ICLR2026

High-Dimensional Analysis of Single-Layer Attention for Sparse-Token Classification

Nicholas Barnfield, Hugo Cui, Yue M. Lu

被引用 7 次

摘要

When and how can an attention mechanism learn to selectively attend to informative tokens, thereby enabling detection of weak, rare, and sparsely located features? We address these questions theoretically in a sparse-token classification model in which positive samples embed a weak signal vector in a randomly chosen subset of tokens, whereas negative samples are pure noise.

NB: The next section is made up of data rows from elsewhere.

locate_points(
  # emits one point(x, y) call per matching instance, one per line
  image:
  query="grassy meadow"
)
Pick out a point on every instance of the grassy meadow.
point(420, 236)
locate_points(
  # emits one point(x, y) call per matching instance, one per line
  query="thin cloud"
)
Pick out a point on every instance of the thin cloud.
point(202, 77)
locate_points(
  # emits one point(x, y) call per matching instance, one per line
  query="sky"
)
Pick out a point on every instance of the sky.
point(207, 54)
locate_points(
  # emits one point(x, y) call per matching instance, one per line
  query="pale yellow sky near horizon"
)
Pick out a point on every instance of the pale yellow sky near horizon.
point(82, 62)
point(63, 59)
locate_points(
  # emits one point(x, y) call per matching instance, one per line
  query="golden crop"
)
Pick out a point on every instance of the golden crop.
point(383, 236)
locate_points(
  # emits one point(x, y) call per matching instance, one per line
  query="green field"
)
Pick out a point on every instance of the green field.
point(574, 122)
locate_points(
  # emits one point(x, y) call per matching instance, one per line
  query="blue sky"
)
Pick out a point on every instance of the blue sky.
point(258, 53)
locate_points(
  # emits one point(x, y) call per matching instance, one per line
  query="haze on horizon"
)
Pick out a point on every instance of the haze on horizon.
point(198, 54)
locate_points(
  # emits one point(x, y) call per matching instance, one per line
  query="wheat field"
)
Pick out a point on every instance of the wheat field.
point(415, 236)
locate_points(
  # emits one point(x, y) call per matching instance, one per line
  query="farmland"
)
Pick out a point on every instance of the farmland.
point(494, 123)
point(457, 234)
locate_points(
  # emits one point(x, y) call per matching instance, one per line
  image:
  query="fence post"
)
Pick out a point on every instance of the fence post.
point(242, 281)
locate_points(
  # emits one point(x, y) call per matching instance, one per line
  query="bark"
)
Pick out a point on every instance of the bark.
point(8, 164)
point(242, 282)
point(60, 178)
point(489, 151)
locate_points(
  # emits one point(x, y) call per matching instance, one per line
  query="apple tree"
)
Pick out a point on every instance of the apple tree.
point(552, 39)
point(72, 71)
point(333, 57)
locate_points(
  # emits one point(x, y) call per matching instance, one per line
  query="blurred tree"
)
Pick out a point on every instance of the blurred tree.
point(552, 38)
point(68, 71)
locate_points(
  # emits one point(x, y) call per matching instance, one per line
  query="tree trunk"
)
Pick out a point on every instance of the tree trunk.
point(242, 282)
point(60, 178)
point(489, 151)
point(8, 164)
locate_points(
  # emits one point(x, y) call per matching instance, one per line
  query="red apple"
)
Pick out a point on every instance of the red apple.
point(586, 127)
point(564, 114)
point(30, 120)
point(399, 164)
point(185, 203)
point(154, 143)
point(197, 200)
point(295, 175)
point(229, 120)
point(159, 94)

For a simple single-layer attention classifier, we show that in the long-sequence limit it can, in principle, achieve vanishing test error when the signal strength grows only logarithmically in the sequence length $L$ , whereas linear classifiers require $\sqrt{L}$ scaling. Moving from representational power to learnability, we study training at finite $L$ in a high-dimensional regime, where sample size and embedding dimension grow proportionally. We prove that just two gradient updates suffice for the query weight vector of the attention classifier to acquire a nontrivial alignment with the hidden signal, inducing an attention map that selectively amplifies informative tokens. We further derive an exact asymptotic expression for the test error of the trained attention-based classifier, and quantify its capacity---the largest dataset size that is typically perfectly separable---thereby explaining the advantage of adaptive token selection over nonadaptive linear baselines.